My husband and I have had a long standing argument about When Harry Met Sally… that 1989 romantic comedy with Billy Crystal and Meg Ryan. In it Harry Burns, Billy Crystal’s character continues to maintain that men and women can’t be friends because the sex always gets in the way, and the movie goes on to show sex getting in the way of Harry’s and Sally’s friendship. My husband maintains that this argument is correct. I have always contended that, while this is amusing, it is not honest, that men and women can and should be friends. In my own life I have many male friends with whom there is no sexual tension or even a hint of sexual interest. I also think that this idea is deeply dangerous to marriage. If men and women cannot be friends because the sex always gets in the way, then what does that say about marriage? What does that say about a relationship that is supposed to based on mutual respect, love and companionship? Sex is, of course, part of marriage, but it’s not everything, and if there’s no room for friendship, then what?

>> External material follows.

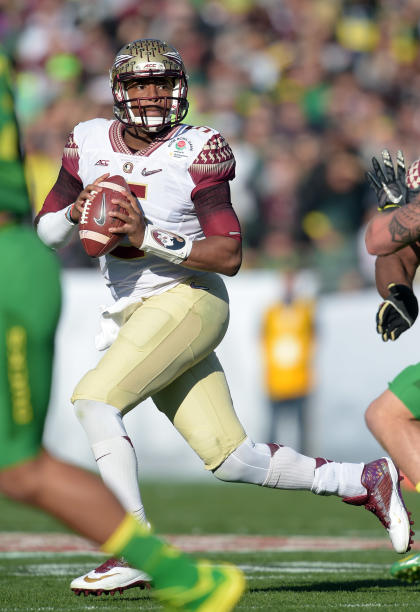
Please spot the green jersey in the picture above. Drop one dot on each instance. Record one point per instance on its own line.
(13, 192)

But the problem that I see in adhering so strongly to this belief is that it cuts off the possibility of friendship between half the human race. It segregates and ghettoizes the sexes, for a really antiquated reason. Given today’s work places, and fluid child care arrangements, men and women must work together in ways that they would not have during the 1950’s and 1960’s. Think about TV’s Mad Men, the roles of men and women that show are very clearly proscribed and even the professional women are not accorded the same status as the men. However, much, tho’ not all of that has changed in the last 60 or so years, and while, not perfect, there is more equality in the work place, and more parents are sharing child care responsibility. Labor is less divided along gender roles. If men and women cannot be friend in the work place, what does that do to working together on joint projects, working cooperatively, working as a team. To assume that men and women cannot be friends because sex always gets in the way is to assume that men are always sexual predators.
Harry and Sally spend a lot of time walking around New York, being friends, but when Harry wants to talk about something serious he has to resort to silly voices. He can’t take an emotional risks without slipping into “character.” It is difficult to have a real friendship with someone whose does this, who takes on a “persona” when he wants to reach into emotional territory.

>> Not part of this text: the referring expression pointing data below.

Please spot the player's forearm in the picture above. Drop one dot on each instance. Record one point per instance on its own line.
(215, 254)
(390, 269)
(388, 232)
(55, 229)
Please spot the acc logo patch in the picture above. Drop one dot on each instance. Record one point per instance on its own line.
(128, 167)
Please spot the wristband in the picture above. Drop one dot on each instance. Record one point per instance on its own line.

At the end of the movie, Harry runs across New York (and the movie is an homage to Manhattan) to find Sally at a New Year’s Eve dance because at one time, earlier in the movie they had promised each other that neither of them would let the other be alone on New Year’s Eve. He tells he loves her.. in words like “When you realize that you want to be with someone the rest of your life, then you have to start now” Sally’s response is, “I hate you, Harry Burns, I hate you.”
Her response has always chilled me on several levels. First of all, it’s not true and she could say “I love you,” back to him. She does love him in some weird way. But it also feels to me like a capitulation to a kind of 1950’s relationship. It seems to me that Sally sees that the only way for her to have a relationship with Harry is totally on his terms. We know that they will settle into a traditional marriage, as the little interviews with the older couples in the movie attest, and on some level, will never know each other.

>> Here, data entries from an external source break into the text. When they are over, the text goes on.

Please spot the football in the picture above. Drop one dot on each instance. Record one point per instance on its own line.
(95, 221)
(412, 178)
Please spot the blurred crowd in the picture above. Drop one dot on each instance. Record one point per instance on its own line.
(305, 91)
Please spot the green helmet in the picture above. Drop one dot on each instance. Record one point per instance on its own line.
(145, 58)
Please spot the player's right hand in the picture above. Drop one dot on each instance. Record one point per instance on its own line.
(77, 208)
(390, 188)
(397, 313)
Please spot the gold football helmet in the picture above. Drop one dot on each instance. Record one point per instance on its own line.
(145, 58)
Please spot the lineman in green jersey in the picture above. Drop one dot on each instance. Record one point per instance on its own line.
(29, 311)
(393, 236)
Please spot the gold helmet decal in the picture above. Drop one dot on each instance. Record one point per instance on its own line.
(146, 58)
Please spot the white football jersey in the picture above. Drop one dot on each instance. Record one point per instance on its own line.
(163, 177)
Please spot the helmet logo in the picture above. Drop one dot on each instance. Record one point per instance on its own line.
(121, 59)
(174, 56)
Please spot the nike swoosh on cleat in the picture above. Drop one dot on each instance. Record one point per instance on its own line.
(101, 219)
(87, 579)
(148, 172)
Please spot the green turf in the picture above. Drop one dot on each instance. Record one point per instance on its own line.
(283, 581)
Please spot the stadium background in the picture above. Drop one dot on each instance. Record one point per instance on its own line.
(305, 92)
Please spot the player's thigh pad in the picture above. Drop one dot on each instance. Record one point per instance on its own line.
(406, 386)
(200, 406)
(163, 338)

After Harry and Sally have sex in the movie, and it messes up their friendship, they each call their best friends to talk about the situation. I wonder what would have happened if Harry had called Sally’s friend, Marie, and Sally had called Harry’s friend, Jess. They might have had a chance to learn something about each other and about the opposite sex instead of simply slipping into the old clichés about relationships.
The difficulty is that the old clichés about relationships don’t work. They leave partners wondering about how to talk to each other. They let partners turn to their same sex friends to reinforce the clichés. Opening up friendship to include friends of both sexes might actually provide a refreshing and less stale perspective on the world.